Informações oficiais do
Ministério do Planejamento, Orçamento e Gestão (MPOG), no entanto, apresentam
outras cifras. Existem hoje 32.589 posições comissionadas no Executivo federal
(contando instituições de ensino, autarquias etc.). Do total, 6.099 postos
comissionados podem ser preenchidos por profissionais sem concurso público e
são indicados diretamente pelo presidente.
Outras 26.490 vagas ou são
exclusivas para servidores concursados, que passam a ter temporariamente
salários e responsabilidades maiores, ou estão fora da administração federal
direta e não são indicados diretamente pelo presidente da República. Há cargos
que são indicados por reitores de universidades, dirigentes de fundações e
presidentes de agências reguladoras, por exemplo.
Os números que envolvem esses
cargos, usados historicamente como moeda de troca na negociação de apoio no
Congresso, sofreram cortes com a reforma administrativa realizada no começo do
governo de Michel Temer. Ao todo, 4.184 cargos e funções foram suprimidos, com
uma economia anual estimada de R$ 193,5 milhões, segundo o Planejamento. Entre
outras mudanças, Temer aumentou, por decreto, a proporção de cargos restritos a concursados.

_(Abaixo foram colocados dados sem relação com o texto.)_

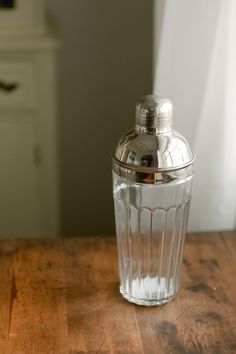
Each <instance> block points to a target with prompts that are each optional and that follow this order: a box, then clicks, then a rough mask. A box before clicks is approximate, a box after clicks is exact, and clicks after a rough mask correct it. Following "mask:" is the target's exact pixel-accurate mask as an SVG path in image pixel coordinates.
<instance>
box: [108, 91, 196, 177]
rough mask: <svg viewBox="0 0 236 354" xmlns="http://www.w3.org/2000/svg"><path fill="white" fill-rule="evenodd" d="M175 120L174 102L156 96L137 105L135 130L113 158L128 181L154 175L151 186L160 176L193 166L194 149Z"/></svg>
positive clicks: (117, 170) (128, 135)
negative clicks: (144, 175)
mask: <svg viewBox="0 0 236 354" xmlns="http://www.w3.org/2000/svg"><path fill="white" fill-rule="evenodd" d="M172 120H173V105H172V103H171V101H170V100H168V99H166V98H163V97H159V96H154V95H147V96H144V97H141V98H140V99H139V100H138V102H137V105H136V126H135V130H133V131H131V132H129V133H126V134H125V135H124V136H123V137H122V138H121V139H120V141H119V143H118V145H117V148H116V150H115V153H114V155H113V167H114V170H115V171H116V173H117V174H119V175H122V176H124V177H127V178H128V176H131V175H132V173H133V174H135V176H137V175H140V173H144V174H147V175H148V176H149V177H150V176H151V174H153V176H152V178H151V180H152V182H151V183H156V182H155V180H156V173H159V172H170V171H177V170H181V169H184V168H185V167H188V166H190V165H192V163H193V153H192V151H191V149H190V146H189V144H188V142H187V141H186V139H185V138H184V137H183V136H182V135H181V134H179V133H177V132H176V131H174V130H173V129H172ZM149 177H148V178H149ZM132 178H133V177H132ZM145 178H146V177H145ZM135 180H138V179H135Z"/></svg>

Caso Bolsonaro decida também
fazer cortes, poderá fazer isto por decreto, sem a necessidade de aprovação do
Congresso. Já a criação de novos cargos passa pelo Congresso. Quanto aos
servidores concursados, estes não podem ser simplesmente demitidos. Só podem
ser excluídos depois de um processo administrativo disciplinar (PAD), caso
cometam alguma irregularidade.
Nesta quarta-feira, o presidente eleito disse que pretende
extinguir o Ministério do Trabalho - e alguns cargos da estrutura do ministério
também seriam cortados.
Quais cargos Bolsonaro poderá
ou não indicar?
O governo federal possui hoje
12.479 cargos de Direção e Assessoramento Superiores (DAS). Destes, apenas uma
parte (6.099) podem ser ocupados por pessoas não concursadas.
O presidente eleito e sua
equipe também precisarão definir os ocupantes de 12.458 Funções Comissionadas
do Poder Executivo (FCPE). A diferença é que estas só podem ser ocupadas por
servidores públicos efetivos, aprovados em concurso. São destinadas a
servidores que desenvolvem algum projeto ou atividade de chefia, além de seu
trabalho tradicional, e trazem um aumento para a remuneração de quem as recebe.
Por fim, existem hoje 84
ocupantes de Cargos de Natureza Especial (CNEs) - são os secretários dos
ministérios, funcionários de alto nível que também podem ser nomeados e
demitidos livremente. Como o novo governo já anunciou a intenção de fundir
ministérios, é possível que o número de CNEs caia.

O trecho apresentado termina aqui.